The type of mistake typified by the estate tax comment was something Summers tried to eliminate. “The new Larry would never make that mistake,” one observer says. “The new Larry would talk about revenue loss, and policy flaw,” in effect making the same point, but in couched terms.
The adjustment also meant learning to see external imperatives as important. “The problem with most academics is that they refuse to think bureaucratically. They say, ‘Why would we ever worry about that?’ It’s beneath their dignity,” Pritchett says.
Summers, though, developed a willingness to think bureaucratically. “He understood his role and carried through with it, for all the right reasons,” Pritchett says. He realized that since each vice president at the World Bank had their own external factors to consider, it was neither effective nor fair to try to blow them away on the basis of pure fact.
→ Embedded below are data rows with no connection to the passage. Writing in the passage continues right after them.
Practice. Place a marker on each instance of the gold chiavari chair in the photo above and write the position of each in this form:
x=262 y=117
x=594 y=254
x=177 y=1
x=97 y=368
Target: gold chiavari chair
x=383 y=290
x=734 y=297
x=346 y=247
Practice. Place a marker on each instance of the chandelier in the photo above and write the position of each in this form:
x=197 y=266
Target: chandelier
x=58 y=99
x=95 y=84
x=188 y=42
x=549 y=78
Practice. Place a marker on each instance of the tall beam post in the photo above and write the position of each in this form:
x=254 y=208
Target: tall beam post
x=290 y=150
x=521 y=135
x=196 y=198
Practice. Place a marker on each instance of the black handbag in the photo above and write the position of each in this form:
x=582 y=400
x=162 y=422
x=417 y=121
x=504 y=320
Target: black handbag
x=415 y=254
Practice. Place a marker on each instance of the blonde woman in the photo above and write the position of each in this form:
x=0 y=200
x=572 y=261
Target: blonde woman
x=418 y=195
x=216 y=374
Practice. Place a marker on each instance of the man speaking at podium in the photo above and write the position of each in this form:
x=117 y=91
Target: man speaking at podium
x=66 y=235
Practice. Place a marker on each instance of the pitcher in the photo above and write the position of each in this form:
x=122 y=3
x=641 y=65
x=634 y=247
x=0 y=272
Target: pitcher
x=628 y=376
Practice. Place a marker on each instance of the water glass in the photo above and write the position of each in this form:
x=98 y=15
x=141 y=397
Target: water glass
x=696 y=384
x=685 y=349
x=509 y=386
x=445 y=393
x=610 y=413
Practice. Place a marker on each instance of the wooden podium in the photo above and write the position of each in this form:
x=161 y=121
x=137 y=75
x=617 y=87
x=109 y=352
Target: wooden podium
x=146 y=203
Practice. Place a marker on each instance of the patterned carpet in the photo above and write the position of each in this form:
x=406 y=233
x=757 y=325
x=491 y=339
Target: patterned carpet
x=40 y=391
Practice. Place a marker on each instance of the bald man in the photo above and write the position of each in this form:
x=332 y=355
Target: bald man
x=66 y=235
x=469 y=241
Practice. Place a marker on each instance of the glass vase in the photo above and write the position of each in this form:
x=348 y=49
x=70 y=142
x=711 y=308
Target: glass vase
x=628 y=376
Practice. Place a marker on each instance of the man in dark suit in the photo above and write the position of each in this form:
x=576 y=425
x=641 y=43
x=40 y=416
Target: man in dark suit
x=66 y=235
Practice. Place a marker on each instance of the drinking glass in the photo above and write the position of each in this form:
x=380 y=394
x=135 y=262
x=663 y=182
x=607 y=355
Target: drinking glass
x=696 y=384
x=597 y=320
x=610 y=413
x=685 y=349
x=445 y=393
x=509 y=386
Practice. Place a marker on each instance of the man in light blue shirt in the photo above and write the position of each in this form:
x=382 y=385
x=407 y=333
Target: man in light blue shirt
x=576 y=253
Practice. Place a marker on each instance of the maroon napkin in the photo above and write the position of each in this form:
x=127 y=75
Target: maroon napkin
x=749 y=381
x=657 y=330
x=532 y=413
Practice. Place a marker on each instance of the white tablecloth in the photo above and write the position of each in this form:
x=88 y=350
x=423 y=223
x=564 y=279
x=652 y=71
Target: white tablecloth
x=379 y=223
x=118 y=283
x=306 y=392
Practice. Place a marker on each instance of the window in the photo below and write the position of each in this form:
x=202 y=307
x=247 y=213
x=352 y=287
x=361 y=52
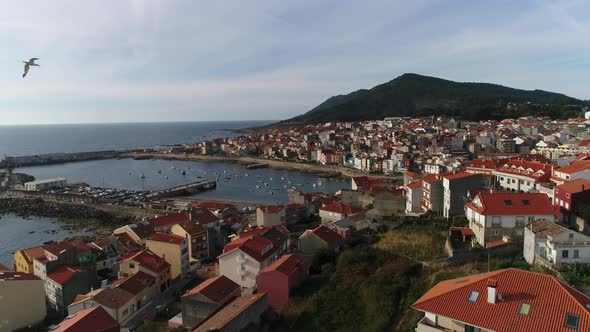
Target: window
x=572 y=321
x=473 y=296
x=525 y=308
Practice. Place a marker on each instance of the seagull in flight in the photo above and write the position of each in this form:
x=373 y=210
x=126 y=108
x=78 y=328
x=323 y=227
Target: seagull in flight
x=29 y=63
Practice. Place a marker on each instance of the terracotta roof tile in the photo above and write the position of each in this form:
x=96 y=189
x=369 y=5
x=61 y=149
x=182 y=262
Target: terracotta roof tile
x=216 y=289
x=550 y=301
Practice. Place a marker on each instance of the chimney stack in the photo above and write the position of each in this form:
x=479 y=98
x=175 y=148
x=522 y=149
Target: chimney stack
x=492 y=285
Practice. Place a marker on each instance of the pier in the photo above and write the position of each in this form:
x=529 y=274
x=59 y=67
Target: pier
x=255 y=166
x=182 y=190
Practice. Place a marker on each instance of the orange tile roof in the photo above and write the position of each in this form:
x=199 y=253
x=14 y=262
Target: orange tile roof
x=230 y=312
x=91 y=319
x=216 y=289
x=504 y=203
x=550 y=301
x=167 y=238
x=574 y=167
x=575 y=186
x=287 y=264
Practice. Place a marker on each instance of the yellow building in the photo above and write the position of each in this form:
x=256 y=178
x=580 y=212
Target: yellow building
x=173 y=249
x=23 y=300
x=23 y=259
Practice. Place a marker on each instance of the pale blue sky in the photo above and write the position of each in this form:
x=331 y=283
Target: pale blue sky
x=128 y=61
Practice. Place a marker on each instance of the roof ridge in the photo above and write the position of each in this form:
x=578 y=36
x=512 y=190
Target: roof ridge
x=492 y=273
x=567 y=290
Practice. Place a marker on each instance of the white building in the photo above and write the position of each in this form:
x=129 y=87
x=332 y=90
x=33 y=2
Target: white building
x=48 y=184
x=244 y=258
x=494 y=216
x=414 y=197
x=550 y=244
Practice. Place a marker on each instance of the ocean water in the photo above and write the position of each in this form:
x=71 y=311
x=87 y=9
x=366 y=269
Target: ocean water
x=235 y=182
x=30 y=232
x=37 y=139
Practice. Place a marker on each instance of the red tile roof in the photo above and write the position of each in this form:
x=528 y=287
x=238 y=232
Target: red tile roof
x=257 y=247
x=224 y=316
x=136 y=282
x=167 y=238
x=550 y=301
x=148 y=260
x=63 y=273
x=287 y=264
x=575 y=167
x=17 y=276
x=325 y=234
x=202 y=216
x=414 y=185
x=459 y=175
x=216 y=289
x=91 y=319
x=171 y=219
x=342 y=209
x=58 y=247
x=33 y=252
x=575 y=186
x=272 y=209
x=503 y=203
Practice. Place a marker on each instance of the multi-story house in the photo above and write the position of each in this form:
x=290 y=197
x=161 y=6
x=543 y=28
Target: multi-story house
x=118 y=303
x=204 y=300
x=432 y=194
x=522 y=176
x=503 y=300
x=22 y=301
x=318 y=238
x=567 y=196
x=244 y=258
x=63 y=284
x=552 y=245
x=23 y=259
x=271 y=215
x=414 y=194
x=147 y=262
x=455 y=189
x=337 y=211
x=497 y=216
x=576 y=170
x=198 y=238
x=96 y=318
x=173 y=249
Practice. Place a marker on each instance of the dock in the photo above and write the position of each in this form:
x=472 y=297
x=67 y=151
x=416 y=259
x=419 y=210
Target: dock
x=183 y=190
x=255 y=166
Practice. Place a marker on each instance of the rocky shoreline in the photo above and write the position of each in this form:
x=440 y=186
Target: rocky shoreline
x=76 y=217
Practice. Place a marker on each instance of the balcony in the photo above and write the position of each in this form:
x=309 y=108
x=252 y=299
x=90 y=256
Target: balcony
x=424 y=326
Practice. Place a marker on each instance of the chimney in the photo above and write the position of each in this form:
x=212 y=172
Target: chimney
x=492 y=285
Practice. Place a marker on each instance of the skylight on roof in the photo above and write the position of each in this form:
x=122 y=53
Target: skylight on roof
x=524 y=309
x=572 y=321
x=473 y=296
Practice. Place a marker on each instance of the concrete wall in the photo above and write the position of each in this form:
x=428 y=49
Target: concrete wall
x=22 y=303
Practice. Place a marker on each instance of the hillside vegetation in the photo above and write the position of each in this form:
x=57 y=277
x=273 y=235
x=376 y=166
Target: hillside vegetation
x=417 y=95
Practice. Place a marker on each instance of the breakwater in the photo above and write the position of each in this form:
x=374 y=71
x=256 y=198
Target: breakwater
x=84 y=215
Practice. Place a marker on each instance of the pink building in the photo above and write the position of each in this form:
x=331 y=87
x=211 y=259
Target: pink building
x=278 y=279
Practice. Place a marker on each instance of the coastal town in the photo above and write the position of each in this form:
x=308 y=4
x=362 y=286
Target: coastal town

The other element of this adjustment has to do with the consultative process.
“You’re in a situation in which being right is only part of it—you also have to work to show people that what you think is right from their perspective as well,” Summers explains.
“A key part of Washington is being inclusive and knowing how to check with those involved,” Gruber says. “That’s not what academics do—we want to write an article, we go and write it.”
But the adjustment was not necessarily automatic. One Treasury official explains, “At the beginning he was pretty bad. He didn’t pay attention to what other people in government were thinking.”
Over time though, Summers got better. Summers learned to slow down, “to check with x, y, and z, first,” Gruber says.